Il concetto dominante di questa prosa è l’uomo soprapposto al letterato. Foscolo ti dá la formola della nuova letteratura. La sua forza non è al di fuori, ma al di dentro, nella coscienza dello scrittore, nel suo mondo interiore. Dante e Petrarca, visti da questo aspetto, risplendono di nuova luce. Lo stile si scioglie dall’elocuzione e da ogni artificio tecnico, e s’ interna nel pensiero e nel sentimento. Lo stesso Beccaria è oltrepassato. Ci avviciniamo all’estetica. Non ci è ancora la scienza, ma ce n’ è il gusto e la tendenza.

E ci è ancora di piú. Vi rinasce il gusto delle investigazioni filologiche e storiche, tenute in tanto disprezzo da un secolo che faceva tavola di tutto il passato. L’Italia vi ripiglia le sue tradizioni e si ricongiunge a Vico e Muratori.

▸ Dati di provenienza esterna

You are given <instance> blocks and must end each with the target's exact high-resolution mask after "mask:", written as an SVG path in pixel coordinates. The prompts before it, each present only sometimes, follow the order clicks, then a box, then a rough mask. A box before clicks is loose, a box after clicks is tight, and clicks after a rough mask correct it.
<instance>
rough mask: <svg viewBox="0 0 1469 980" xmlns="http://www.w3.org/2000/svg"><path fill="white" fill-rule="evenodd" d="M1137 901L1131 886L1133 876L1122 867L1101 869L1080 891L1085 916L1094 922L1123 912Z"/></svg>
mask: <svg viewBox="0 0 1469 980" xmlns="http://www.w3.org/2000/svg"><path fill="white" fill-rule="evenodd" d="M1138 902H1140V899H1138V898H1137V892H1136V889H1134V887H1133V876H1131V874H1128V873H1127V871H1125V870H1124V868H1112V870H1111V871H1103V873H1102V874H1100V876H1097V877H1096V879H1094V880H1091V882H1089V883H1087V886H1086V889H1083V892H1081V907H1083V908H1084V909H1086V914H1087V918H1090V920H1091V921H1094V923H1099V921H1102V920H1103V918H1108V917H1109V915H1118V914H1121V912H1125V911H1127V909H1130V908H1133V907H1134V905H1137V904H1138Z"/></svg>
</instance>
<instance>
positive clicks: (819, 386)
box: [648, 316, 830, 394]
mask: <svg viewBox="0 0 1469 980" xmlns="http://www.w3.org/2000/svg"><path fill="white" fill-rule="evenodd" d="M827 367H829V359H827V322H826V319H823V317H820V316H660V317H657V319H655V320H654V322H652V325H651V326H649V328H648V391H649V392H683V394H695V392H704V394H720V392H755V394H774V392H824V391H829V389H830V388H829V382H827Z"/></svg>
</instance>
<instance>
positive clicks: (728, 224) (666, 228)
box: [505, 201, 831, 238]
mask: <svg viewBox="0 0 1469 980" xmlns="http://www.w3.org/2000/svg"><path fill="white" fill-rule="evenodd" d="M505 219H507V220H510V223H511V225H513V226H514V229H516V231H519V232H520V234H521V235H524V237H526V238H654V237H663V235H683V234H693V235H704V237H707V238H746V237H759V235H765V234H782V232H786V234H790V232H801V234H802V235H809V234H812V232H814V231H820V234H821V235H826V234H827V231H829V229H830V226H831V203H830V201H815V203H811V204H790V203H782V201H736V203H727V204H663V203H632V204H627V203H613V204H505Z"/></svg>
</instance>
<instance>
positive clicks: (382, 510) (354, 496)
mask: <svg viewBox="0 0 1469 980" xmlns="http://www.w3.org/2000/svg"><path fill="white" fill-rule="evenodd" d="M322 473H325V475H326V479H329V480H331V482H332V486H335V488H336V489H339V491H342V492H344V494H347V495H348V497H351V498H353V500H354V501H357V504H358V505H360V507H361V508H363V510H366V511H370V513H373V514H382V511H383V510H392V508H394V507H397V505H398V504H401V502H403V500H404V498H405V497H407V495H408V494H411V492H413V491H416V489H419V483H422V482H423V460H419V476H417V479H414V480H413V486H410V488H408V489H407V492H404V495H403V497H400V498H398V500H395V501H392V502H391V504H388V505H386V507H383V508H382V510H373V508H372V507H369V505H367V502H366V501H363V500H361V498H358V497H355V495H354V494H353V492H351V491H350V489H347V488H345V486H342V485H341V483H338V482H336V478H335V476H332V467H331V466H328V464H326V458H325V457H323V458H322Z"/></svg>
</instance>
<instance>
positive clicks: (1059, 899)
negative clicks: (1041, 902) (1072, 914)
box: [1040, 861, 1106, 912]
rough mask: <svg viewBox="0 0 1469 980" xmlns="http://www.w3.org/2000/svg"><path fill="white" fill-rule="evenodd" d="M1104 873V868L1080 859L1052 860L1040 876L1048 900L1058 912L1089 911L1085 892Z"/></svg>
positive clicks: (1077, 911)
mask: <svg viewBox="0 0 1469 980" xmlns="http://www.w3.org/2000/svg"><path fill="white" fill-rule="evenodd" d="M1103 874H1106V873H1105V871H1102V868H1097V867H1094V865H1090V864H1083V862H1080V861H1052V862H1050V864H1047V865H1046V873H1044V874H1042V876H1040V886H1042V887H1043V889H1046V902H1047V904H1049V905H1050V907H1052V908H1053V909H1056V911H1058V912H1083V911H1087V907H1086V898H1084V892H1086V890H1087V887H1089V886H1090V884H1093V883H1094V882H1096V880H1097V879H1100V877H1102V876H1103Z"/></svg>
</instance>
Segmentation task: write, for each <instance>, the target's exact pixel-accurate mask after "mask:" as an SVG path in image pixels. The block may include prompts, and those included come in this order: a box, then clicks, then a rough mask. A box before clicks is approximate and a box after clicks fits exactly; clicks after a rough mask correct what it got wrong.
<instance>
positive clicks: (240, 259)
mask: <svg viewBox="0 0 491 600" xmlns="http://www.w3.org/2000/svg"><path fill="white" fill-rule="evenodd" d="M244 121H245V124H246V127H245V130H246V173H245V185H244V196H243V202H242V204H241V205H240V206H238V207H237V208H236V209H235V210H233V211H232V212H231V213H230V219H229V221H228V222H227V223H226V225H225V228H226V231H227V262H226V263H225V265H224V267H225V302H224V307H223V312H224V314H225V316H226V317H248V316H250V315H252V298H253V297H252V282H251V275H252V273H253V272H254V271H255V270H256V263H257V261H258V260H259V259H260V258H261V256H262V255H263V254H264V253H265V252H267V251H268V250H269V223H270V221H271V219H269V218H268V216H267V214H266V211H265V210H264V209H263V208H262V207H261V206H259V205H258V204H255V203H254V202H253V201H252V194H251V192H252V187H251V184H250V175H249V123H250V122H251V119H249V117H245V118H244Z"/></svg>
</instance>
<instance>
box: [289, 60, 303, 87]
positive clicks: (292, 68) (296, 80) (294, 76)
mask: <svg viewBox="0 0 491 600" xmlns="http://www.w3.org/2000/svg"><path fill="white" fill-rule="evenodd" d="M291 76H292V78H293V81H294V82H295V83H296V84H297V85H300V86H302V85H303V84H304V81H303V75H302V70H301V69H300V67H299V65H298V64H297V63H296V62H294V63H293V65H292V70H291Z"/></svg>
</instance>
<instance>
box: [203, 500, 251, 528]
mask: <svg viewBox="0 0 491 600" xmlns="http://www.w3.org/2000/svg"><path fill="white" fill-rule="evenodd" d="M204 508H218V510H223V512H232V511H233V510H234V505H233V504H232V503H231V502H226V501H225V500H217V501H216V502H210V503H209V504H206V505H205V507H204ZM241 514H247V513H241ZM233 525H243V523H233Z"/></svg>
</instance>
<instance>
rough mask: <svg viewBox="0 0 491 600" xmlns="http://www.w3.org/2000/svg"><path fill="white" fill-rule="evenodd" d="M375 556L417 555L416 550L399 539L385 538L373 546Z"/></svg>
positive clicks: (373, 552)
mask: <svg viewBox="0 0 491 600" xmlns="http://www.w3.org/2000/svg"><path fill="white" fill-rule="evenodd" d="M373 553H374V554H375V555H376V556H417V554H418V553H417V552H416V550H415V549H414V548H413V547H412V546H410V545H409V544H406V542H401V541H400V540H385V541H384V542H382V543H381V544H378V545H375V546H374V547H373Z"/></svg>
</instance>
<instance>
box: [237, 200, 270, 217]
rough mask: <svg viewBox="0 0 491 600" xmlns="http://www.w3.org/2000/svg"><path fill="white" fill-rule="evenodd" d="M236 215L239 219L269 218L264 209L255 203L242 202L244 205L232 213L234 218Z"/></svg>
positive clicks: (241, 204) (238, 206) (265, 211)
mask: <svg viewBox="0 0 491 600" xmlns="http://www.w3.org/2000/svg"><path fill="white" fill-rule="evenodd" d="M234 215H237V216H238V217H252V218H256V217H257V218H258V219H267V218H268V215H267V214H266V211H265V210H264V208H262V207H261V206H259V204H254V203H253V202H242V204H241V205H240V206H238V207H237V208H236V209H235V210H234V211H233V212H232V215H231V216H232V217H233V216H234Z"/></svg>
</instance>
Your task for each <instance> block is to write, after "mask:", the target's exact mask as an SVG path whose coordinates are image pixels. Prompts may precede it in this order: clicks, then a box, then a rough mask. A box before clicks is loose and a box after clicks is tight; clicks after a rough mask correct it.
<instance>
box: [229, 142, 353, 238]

Foscolo apriva la via al nuovo secolo. E non è dubbio che, se il progresso umano avvenisse non in modo tumultuario, ma in modo logico e pacifico, l’ultimo scrittore del secolo decimottavo sarebbe stato anche il primo scrittore del secolo decimonono, il capo della nuova scuola. Ma quel progresso [p. 392 modifica]vestiva aspetto di reazione, e in quella sua forma negativa e violenta offendeva le idee e le forme di un secolo, del quale Foscolo si sentiva complice. Gli spiaceva soprattutto la guerra mossa alle forme mitologiche. Sentiva in quelle negazioni negato se stesso. E quando avea giá moderate molte sue opinioni religiose e politiche, e s’era fatto della vita un concetto piú reale, e s’era spogliata gran parte delle sue illusioni, quando stava giá con l’un piè nel nuovo secolo; calunniato, disconosciuto, dimenticato, nel continuo flutto delle sue contraddizioni, fini tristo, lanciando al nuovo secolo, come una sfida, le sue Grazie, l’ultimo fiore del classicismo italiano.

Foscolo mori nel i827. E giá si erano levati sull’orizzonte Pellico, Manzoni, Grossi, Berchet. Comparsa era la scuola romantica, l’audace scuola boreale.